NASA announces major changes to Artemis lunar project: 'This is how NASA changed the world'

The changes come as NASA hopes to launch astronauts on a 10-day mission around the moon in April as part of its Artemis II mission, which has experienced a handful of setbacks recently.

Published: February 27, 2026 4:32pm

NASA Administrator Jared Isaacman announced major changes Friday to the space program's Artemis moon project, which is designed to add missions and increase the pace of launches ahead of a planned lunar landing attempt in 2028.

The changes come as NASA hopes to launch astronauts on a 10-day mission around the moon in April as part of its Artemis II mission, which has experienced a handful of setbacks recently. 

The biggest change is adding another Artemis mission between Artemis II and the lunar landing attempt in 2028. Isaacman said instead that Artemis III will conduct key technology demonstrations in low-Earth orbit in 2027, and Artemis IV will attempt the landing in 2028.

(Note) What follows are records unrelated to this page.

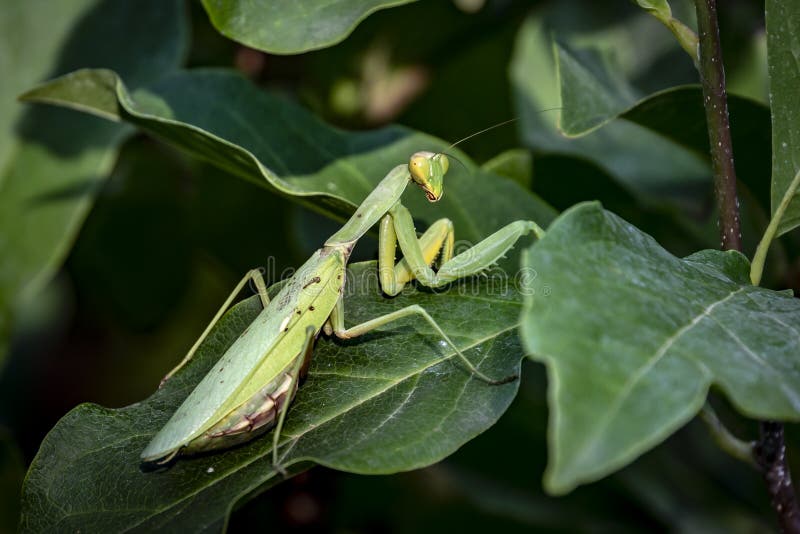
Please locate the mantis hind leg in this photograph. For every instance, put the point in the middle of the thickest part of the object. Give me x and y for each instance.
(398, 227)
(302, 360)
(253, 275)
(337, 319)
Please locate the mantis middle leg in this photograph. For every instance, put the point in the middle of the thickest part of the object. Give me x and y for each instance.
(337, 322)
(257, 278)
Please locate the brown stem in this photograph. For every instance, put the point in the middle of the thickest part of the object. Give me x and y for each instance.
(770, 451)
(712, 74)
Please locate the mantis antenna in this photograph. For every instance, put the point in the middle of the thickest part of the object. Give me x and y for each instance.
(492, 127)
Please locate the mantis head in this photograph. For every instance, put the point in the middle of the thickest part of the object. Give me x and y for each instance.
(427, 170)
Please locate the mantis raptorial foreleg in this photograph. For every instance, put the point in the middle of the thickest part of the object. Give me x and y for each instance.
(398, 227)
(437, 241)
(337, 320)
(253, 275)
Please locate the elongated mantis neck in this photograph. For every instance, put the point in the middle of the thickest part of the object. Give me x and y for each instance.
(385, 195)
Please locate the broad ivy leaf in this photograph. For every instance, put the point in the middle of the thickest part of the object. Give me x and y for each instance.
(783, 21)
(633, 338)
(391, 401)
(223, 118)
(291, 27)
(54, 161)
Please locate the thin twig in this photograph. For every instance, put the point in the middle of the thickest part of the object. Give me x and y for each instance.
(757, 267)
(715, 100)
(770, 451)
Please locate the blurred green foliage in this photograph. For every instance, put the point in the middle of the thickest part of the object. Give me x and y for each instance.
(167, 236)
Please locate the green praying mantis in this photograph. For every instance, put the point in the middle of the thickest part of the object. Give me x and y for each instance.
(250, 388)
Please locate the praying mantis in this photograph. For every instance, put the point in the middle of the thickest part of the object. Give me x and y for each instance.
(250, 388)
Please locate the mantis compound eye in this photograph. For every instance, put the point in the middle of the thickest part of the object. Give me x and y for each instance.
(427, 170)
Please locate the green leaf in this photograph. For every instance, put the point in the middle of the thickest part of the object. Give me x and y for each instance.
(12, 471)
(633, 338)
(659, 8)
(595, 94)
(515, 164)
(54, 161)
(224, 119)
(291, 27)
(391, 401)
(641, 160)
(783, 20)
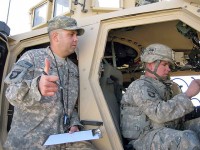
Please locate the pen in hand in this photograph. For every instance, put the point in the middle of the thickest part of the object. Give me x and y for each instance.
(44, 73)
(196, 81)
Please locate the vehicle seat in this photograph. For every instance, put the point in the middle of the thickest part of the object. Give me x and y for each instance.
(111, 83)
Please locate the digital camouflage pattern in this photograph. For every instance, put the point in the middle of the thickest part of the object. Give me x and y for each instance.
(35, 116)
(151, 119)
(64, 22)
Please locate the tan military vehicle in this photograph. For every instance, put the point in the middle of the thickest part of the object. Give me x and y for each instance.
(108, 53)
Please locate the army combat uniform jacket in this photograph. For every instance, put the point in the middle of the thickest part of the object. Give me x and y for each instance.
(150, 117)
(35, 116)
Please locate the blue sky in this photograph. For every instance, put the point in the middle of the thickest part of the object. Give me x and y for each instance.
(19, 19)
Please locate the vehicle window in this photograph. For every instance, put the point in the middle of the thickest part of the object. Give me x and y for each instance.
(107, 4)
(40, 15)
(61, 6)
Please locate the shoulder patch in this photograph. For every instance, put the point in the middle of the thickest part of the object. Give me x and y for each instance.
(24, 64)
(151, 93)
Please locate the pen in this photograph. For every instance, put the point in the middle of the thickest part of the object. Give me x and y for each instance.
(44, 73)
(196, 81)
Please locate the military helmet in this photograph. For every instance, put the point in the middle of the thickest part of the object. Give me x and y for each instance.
(155, 52)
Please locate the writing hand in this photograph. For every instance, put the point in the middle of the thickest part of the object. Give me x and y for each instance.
(73, 129)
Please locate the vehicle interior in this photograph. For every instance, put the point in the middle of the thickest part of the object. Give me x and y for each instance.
(116, 62)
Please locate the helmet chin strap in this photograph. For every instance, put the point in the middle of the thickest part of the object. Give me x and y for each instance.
(157, 62)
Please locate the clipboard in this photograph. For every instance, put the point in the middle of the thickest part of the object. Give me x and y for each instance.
(73, 137)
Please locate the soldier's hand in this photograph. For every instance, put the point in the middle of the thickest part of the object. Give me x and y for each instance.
(47, 83)
(73, 129)
(193, 89)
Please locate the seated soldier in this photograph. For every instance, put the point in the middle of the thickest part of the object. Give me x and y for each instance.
(150, 113)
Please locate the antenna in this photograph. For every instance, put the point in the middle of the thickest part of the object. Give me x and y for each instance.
(8, 12)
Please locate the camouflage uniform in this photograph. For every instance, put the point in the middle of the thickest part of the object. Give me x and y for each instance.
(151, 114)
(35, 116)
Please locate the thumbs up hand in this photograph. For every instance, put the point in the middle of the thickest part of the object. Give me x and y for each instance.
(47, 83)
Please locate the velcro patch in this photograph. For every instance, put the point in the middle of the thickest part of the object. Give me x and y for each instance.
(24, 64)
(14, 74)
(18, 72)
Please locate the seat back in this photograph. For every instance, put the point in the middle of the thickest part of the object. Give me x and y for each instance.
(111, 84)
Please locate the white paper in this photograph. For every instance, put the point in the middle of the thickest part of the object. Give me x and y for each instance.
(73, 137)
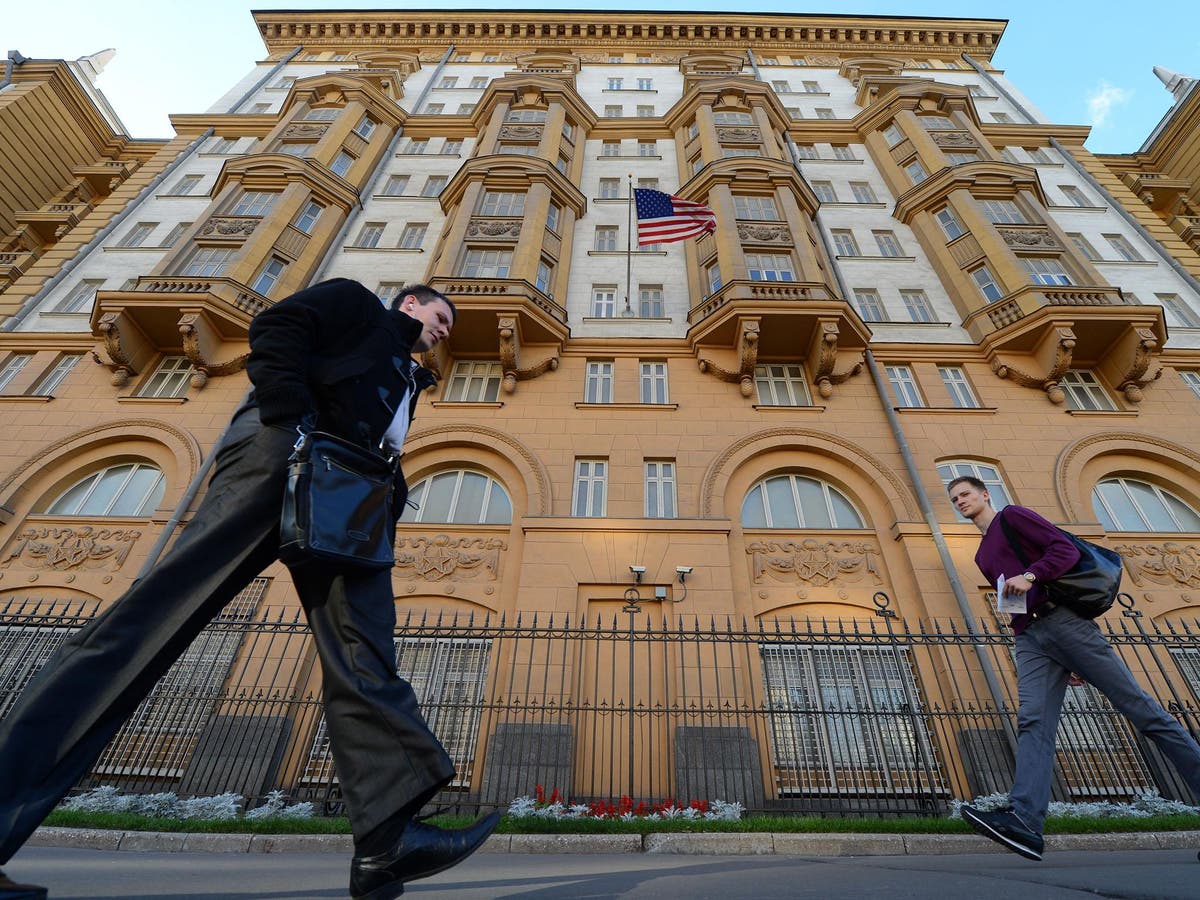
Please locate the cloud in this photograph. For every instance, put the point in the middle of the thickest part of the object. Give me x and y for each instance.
(1102, 101)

“Everybody agrees this is the only way forward,” Isaacman said in a news briefing. “And I’ll say, I had similar conversations with all our stakeholders in Congress, and they’re fully behind NASA in this approach. I know this is how NASA changed the world, and this is how NASA is going to do it again.”

Isaacman said the change comes after realizing the gap between the flight around the moon in Artemis II and the moon landing in 2028 was too big, because Space Launch System rockets and Orion spacecraft launch once every three years.

“Launching a rocket is important, and as complex as SLS is, every three years is not a path to success,” he said. “A component of that is, when you are launching every three years, your skills atrophy, you lose muscle memory.”

Isaacman also said NASA will standardize the manufacturing process for the SLS rocket and aim to launch the rockets more frequently by launching them roughly every 10 months.